Monsieur le Maire, chers collègues,
Je profite de l’occasion de cette délibération pour évoquer le dernier rapport du haut Conseil à l’Egalité entre les femmes et les hommes sur l’état des lieux du sexisme en France, parce qu’il est très instructif et doit nous alerter sur les difficultés rencontrées spécifiquement par les femmes et par les acteurs qui les soutiennent. Et alors même qu’on a appris cette semaine que le 3919, numéro qui permet aux femmes victimes de violences d’être aidées, voit se multiplier des vagues d’appels malveillants, une montée des pressions et des intimidations.
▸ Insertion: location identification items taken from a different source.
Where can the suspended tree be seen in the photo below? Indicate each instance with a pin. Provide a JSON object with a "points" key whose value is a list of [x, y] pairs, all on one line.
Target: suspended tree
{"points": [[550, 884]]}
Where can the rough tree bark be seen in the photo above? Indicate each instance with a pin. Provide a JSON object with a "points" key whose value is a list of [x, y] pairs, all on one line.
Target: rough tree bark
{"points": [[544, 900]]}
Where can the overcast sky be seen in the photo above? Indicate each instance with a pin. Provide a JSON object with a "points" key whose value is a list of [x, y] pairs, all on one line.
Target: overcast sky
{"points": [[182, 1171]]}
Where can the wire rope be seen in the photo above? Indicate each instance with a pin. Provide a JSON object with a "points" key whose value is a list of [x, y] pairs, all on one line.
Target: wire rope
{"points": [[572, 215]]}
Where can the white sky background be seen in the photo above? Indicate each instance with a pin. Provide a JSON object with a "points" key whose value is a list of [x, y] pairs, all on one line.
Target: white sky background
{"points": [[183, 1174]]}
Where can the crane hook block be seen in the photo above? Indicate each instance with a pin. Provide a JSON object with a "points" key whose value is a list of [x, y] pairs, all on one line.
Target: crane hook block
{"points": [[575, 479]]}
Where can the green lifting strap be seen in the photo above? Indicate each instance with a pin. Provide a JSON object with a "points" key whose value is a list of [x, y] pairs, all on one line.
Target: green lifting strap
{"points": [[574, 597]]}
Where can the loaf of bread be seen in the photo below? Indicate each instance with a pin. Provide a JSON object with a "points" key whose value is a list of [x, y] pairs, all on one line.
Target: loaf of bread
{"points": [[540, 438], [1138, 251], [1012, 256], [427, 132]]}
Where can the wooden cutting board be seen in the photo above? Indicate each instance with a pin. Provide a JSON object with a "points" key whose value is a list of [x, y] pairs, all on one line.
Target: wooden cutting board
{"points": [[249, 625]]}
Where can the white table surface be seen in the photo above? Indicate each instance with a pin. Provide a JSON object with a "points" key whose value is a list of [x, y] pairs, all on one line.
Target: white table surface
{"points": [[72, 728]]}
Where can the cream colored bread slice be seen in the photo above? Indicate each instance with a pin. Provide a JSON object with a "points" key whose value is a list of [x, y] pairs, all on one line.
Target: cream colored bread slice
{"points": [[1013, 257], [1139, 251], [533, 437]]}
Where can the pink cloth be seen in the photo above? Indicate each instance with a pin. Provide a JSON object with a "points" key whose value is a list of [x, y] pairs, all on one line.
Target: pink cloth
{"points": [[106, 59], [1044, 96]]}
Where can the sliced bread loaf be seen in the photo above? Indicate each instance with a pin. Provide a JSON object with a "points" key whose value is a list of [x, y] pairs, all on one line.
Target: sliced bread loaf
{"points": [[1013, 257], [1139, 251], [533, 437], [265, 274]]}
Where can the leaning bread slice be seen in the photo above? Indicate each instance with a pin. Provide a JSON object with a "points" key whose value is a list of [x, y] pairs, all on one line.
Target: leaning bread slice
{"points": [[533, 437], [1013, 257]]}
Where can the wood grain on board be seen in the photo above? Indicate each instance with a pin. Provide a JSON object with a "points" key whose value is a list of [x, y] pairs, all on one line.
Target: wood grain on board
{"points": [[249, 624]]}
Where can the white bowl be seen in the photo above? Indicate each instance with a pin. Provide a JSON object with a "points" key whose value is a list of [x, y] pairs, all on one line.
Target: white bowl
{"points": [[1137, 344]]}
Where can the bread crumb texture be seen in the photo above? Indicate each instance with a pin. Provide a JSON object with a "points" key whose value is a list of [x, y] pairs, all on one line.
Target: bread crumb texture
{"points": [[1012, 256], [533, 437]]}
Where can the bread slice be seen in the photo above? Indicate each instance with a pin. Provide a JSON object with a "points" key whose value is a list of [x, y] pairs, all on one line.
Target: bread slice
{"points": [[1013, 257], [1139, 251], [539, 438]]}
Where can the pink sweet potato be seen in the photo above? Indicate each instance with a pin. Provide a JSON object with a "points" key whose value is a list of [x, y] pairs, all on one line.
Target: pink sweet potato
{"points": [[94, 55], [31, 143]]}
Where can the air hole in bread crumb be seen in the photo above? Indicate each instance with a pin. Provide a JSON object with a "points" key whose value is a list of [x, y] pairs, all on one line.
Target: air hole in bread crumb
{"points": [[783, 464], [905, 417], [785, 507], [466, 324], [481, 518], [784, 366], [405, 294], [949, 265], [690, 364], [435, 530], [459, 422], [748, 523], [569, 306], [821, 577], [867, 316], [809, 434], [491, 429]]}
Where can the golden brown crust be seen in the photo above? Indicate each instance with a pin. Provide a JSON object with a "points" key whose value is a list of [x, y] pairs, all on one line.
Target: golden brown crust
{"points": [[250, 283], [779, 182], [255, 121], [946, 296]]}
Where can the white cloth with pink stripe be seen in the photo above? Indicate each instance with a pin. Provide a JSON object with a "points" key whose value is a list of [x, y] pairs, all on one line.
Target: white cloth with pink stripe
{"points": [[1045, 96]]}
Le rapport 2024 de ce Haut Conseil à l’Egalité invitait à « s’attaquer aux racines du sexisme » ; celui de 2025 s’inquiétait d’une forte « polarisation sociale » autour des enjeux d’égalité de genre. Dans le rapport 2026 publié le 21 janvier dernier, c’est à un véritable électrochoc qu’il appelle de ses vœux. Le rapport estime en effet qu’il y a urgence à s’emparer « du problème du sexisme et de la menace sécuritaire que les masculinistes font peser sur notre pays » par leurs idées « violentes et radicales ».
Ce rapport est une mine d’informations pour mieux comprendre les mécanismes qui sont à l’œuvre dans le sexisme. Un aspect qu’il m’a semblé intéressant de vous partager, la description des deux dimensions du sexisme :
- Le sexisme hostile d’abord, est celui auquel on pense a priori : méfiance à l’égard des femmes, rejet et dévalorisation systématique, comportements discriminatoires ou violents… Cette forme, d’après le rapport, « fait écho aux discours masculinistes contemporains, fondés sur l’idée d’une « inversion des discriminations », selon laquelle les hommes seraient désormais les principaux perdants d’une égalité supposément déjà atteinte ».
- Le « sexisme paternaliste » ensuite, est moins visible car plus ordinaire, plus subtil, plus implicite. Il consiste à percevoir les femmes « comme des êtres fragiles et inférieurs nécessitant une protection constante ». Bienveillante, en apparence, dans les faits elle assigne les femmes à un état de dépendance, et les enferme dans des représentations stéréotypées patriarcales. Ce sexisme, moins brutal, moins assumé, plus diffus, semble moins dangereux et bénéfice donc d’une « forte acceptabilité sociale ». Pourtant il « participe tout autant, sinon davantage, à la perpétuation des inégalités et des violences » et au renforcement des rapports de domination.
Le rapport appelle donc à prendre en compte, dans la lutte contre le sexisme, ce continuum qui va de « ses formes les plus normalisées, celles qui, sous prétexte de « respect » ou de « tradition », naturalisent les hiérarchies entre les sexes », à « ses expressions les plus visibles » et les plus violentes.
Ces deux formes traversent « l’ensemble de la société française », et ce « indépendamment de l’âge, de la catégorie socio professionnelle, du niveau d’éducation ou du lieu de résidence ».
Je trouvais intéressant de vous faire part de cette analyse, pour nourrir vos réflexions sur le sujet, chers Collègues, pas tant celle de Julie Escudier, qui connait tout ça, mais des autres membres de cette assemblée.